We’ve been conducting public meetings for years. And it used to be easier. Present the plan. Discuss the plan. Talk about how your plan is better for the neighborhood/community/city/region and provide the conclusion. But things have changed.
We all saw it on the Internet—the fellow at a public meeting being hauled away from the microphone before getting wrestled to the floor and tasered during a Q&A with John Kerry. Fortunately, silencing argumentative speakers with a taser is not a common occurrence at most public meetings. While I might confess that there have been meetings where, in retrospect, one might have secretly wished one was armed with a stun gun, facilitators generally try to avoid confrontation. Yet there’s no denying that sometimes people show up at public meetings looking for a fight, begging for outrage, and hoping to irritate and inflame.

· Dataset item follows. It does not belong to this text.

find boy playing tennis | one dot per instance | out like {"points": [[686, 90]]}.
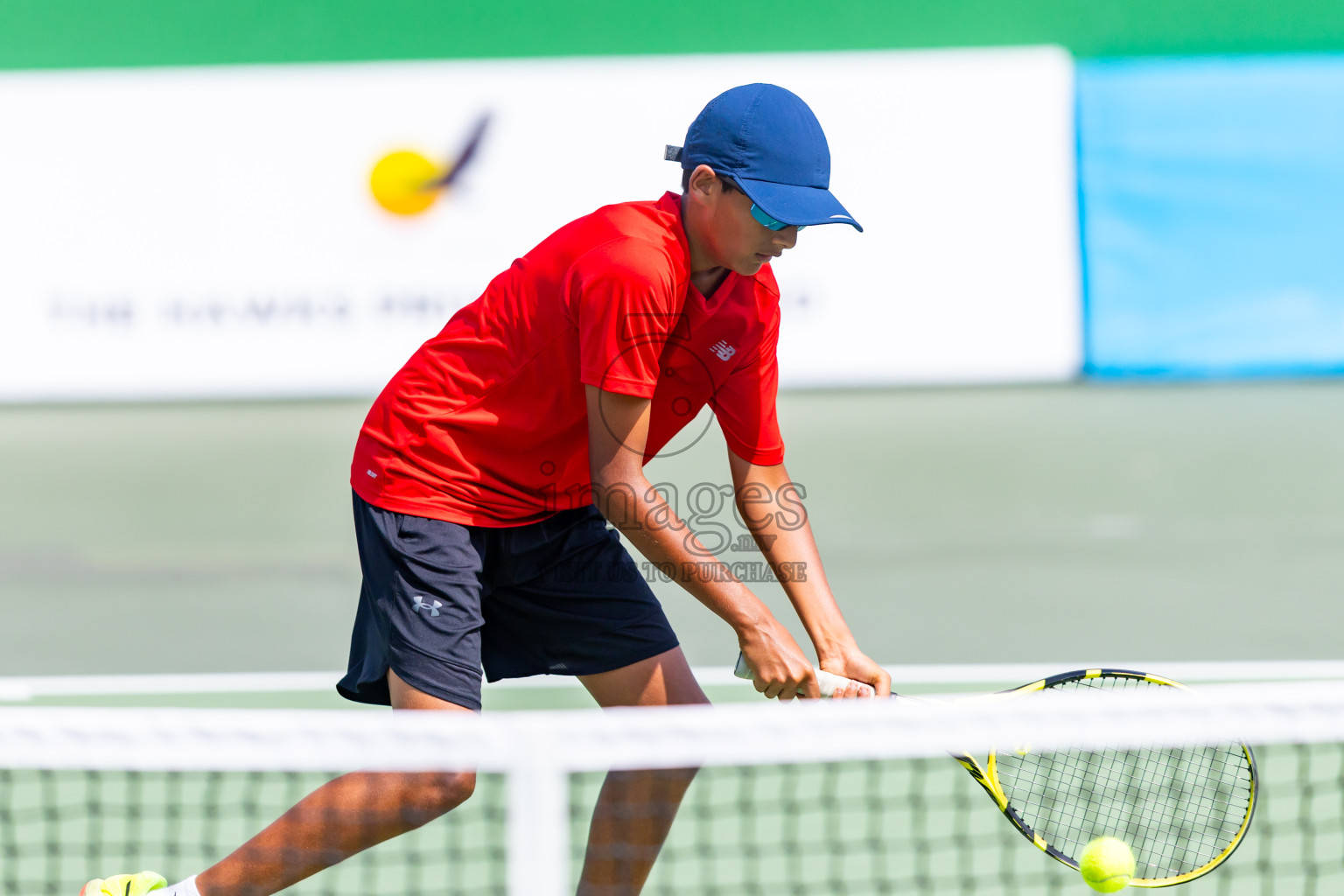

Over the last few weeks I’ve had the opportunity to attend public meetings in Europe and the American South. I find public meetings to be an entertaining challenge. Let’s face it, a public meeting is always a gamble. You’re at the mercy of whoever shows up and whatever they perceive about the project. You have to think on your feet and make quick decisions to guide the process, without looking like I’m-in-control-here-Alexander-Haig.
The 1950’s and 1960’s were boom times for planning and building in the northeastern United States. Projects were designed and built seemingly overnight. For those who idolize Edmund Bacon (Philadelphia's director of city planning from 1949 to 1970) and Robert Moses (New York City’s master builder from 1924 to 1968), that was the time to plan and design and implement and build --quickly.
As one of my favorite colleagues says, all anyone ever cares about at any public meeting is “where do I live and where do I park?” Public process, in short, asks people to accept changes to their homes and lives. And people generally do not like change.